Menurut Kepala Divisi Pengawasan Transaksi BEI, Lidia M Panjaitan dalam Pengumuman Bursa yang dipublikasi di Jakarta, Kamis (23/9), pemberian sanksi suspensi terhadap perdagangan YPAS disebabkan oleh terjadi kenaikan harga kumulatif secara signifikan.

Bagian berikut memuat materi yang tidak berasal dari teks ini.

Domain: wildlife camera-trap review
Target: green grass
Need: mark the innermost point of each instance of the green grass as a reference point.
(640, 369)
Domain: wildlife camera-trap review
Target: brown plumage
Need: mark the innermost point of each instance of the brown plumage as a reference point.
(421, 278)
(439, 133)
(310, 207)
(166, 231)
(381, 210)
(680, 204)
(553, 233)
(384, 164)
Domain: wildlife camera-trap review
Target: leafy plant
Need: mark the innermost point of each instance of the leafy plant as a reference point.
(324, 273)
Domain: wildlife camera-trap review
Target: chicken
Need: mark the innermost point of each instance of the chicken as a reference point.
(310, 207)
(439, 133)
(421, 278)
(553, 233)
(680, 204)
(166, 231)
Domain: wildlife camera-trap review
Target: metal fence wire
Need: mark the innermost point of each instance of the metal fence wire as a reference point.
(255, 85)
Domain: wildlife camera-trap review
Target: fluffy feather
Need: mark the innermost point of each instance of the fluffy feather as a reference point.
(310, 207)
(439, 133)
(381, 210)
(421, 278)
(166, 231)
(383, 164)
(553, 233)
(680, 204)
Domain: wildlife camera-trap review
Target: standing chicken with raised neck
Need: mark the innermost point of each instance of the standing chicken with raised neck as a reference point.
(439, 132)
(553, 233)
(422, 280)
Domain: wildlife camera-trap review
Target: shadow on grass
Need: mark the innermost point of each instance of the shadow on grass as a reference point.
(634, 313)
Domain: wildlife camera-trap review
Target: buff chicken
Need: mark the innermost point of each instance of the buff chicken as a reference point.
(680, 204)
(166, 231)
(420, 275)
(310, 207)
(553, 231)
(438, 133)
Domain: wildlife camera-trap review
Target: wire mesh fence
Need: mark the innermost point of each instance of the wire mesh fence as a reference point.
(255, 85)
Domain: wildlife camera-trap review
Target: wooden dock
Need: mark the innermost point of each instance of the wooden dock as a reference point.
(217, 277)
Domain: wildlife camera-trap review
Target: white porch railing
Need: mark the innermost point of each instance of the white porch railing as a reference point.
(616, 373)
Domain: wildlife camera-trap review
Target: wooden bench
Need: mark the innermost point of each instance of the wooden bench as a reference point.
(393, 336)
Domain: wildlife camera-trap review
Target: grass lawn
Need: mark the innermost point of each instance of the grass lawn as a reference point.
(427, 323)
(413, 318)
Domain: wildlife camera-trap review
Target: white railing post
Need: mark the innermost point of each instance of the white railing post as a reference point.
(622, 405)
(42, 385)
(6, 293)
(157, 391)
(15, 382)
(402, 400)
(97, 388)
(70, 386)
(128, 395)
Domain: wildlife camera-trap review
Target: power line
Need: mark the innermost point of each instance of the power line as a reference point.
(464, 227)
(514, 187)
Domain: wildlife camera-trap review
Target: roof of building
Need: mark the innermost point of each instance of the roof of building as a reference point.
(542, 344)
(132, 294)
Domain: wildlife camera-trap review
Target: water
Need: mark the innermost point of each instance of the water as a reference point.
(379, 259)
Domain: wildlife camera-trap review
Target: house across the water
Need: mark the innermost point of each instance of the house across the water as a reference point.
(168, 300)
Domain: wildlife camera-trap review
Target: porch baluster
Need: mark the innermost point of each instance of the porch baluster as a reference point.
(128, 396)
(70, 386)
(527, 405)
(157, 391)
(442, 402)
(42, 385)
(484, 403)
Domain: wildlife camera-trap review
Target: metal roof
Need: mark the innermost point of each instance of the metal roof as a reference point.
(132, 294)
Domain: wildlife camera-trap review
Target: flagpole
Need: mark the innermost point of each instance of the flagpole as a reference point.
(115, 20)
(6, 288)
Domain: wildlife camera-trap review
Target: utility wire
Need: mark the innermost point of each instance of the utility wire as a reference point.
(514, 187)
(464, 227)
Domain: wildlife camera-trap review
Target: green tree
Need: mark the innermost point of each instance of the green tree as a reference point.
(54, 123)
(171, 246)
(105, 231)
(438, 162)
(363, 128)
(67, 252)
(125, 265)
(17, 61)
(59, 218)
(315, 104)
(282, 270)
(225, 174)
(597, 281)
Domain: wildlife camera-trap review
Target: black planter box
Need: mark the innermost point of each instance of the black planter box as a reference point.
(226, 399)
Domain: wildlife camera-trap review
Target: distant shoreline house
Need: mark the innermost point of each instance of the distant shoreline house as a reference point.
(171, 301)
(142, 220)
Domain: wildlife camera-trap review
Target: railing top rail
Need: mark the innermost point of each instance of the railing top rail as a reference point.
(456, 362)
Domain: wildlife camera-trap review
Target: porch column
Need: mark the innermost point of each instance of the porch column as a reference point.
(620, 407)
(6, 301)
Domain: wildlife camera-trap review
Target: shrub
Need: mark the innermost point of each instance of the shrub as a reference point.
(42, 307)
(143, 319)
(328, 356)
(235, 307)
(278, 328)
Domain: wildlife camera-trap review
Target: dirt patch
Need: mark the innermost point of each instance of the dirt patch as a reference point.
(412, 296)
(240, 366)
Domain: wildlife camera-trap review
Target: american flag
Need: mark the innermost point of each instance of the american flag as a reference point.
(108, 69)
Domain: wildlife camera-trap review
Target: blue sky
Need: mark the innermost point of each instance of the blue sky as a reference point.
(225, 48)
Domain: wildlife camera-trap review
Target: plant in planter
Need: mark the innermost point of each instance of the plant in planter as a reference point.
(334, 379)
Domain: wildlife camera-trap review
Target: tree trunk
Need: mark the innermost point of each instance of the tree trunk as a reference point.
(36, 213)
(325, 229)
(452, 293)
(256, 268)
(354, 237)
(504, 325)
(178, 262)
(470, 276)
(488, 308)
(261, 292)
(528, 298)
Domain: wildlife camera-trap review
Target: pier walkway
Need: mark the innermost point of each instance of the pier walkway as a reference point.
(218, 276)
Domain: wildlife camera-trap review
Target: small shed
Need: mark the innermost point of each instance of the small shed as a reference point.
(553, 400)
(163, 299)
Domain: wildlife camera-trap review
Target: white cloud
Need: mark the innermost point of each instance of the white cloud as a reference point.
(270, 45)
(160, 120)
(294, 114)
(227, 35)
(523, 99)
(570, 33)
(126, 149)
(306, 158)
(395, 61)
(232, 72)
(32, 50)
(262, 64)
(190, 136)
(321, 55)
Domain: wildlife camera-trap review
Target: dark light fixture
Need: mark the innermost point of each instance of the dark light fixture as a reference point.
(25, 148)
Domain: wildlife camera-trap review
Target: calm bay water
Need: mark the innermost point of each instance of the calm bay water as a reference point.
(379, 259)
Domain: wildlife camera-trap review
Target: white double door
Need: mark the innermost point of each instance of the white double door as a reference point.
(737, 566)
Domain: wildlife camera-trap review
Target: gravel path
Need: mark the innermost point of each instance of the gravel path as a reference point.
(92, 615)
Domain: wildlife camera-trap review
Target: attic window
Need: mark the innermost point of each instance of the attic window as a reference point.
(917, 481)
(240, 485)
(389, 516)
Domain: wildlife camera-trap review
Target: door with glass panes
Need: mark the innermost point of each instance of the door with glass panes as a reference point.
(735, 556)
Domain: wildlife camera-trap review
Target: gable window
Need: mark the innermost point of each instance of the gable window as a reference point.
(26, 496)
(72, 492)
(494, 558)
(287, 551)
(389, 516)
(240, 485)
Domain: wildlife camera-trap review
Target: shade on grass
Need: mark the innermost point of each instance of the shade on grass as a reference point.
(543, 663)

“Dalam rangka cooling down, BEI memandang perlu untuk melakukan penghentian sementara perdagangan saham YPAS pada perdagangan 23 September 2021,” ujar Lidia.

Sebagaimana diketahui, selama kurun 10 September-15 September 2021 harga penutupan saham YPAS berada di posisi Rp344, namun pada penutupan perdagangan 22 September 2021 harganya berada di level Rp1.035 per saham.

Baca :  Harga Saham Bergerak tak Wajar, BEI Pantau Pola Transaksi MPPA dan CBMF

Lidia mengungkapkan, pemberian sanksi suspensi terhadap YPAS berlaku di pasar regular maupun pasar tunai, dengan tujuan memberikan waktu yang memadai bagi para pelaku pasar untuk mempertimbangkan secara matang dalam setiap pengambilan keputusan berinvestasi di YPAS.

Selain itu, BEI juga memutuskan untuk mencabut sanski suspensi terhadap perdagangan saham PT Cahaya Bintang Medan Tbk (CBMF) dan PT Agro Yasa Lestari Tbk (AYLS), sehingga kedua saham ini bisa kembali diperdagangkan di pasar regular dan pasar tunai mulai Sesi I perdagangan 23 September 2021.

Sebelumnya, perdagangan CBMF dan AYLS dihentikan sementara atau selama sehari di perdagangan 22 September 2021.

Pemberian sanksi pada kedua emiten ini dikarenakan terjadinya kenaikan harga kumulatif yang signifikan.

Baca :  CBMF dan AYLS Kena Sanksi Suspensi, MGRO Masuk Daftar UMA

Sementara itu, kata Lidia, saat ini BEI juga sedang memantau perkembangan pola pergerakan saham PT Trisula International Tbk (TRIS), PT Primarindo Asia Infrastructure Tbk (BIMA) dan PT Darmi Bersaudara Tbk (KAYU), akibat mengalami pergerakan harga yang tidak wajar.

Menurut Lidia, harga ketiga saham itu terindikasi mengalami pergerakan yang berada di luar kebiasaan (unusual market activity/UMA), yakni terjadi penguatan secara signifikan.

Namun, pengumuman UMA ini tidak serta-merta menunjukkan adanya pelanggaran terhadap peraturan perundang-undangan di bidang pasar modal.

“Sehubungan dengan terjadinya unusual market activity atas saham TRIS, BIMA dan Kayu tersebut, perlu kami sampaikan bahwa saat ini Bursa sedang mencermati perkembangan pola transaksi ketiga saham ini,” tutur Lidia.

Baca :  Harga Naik Tak Wajar, BEI Soroti Pola Transaksi Saham ARKA

Lebih lanjut dia mengatakan, BEI berharap agar para investor memperhatikan jawaban dari TRIS, BIMA dan KAYU atas permintaan konfirmasi dari Bursa, serta perlu mencermati kinerja perusahaan-perusahaan ini dalam setiap keterbukaan informasinya.

Selain itu, para investor juga diharapkan untuk kembali mengaji rencana corporate action ketiga emiten tersebut, apabila rencana mereka belum mendapatkan persetujuan melalui Rapat Umum Pemegang Saham (RUPS).

Lidia menambahkan, para investor juga perlu untuk mempertimbangkan berbagai kemungkinan yang dapat timbul di kemudian hari sebelum melakukan pengambilan keputusan untuk berinvestasi pada saham TRIS, BIMA dan KAYU.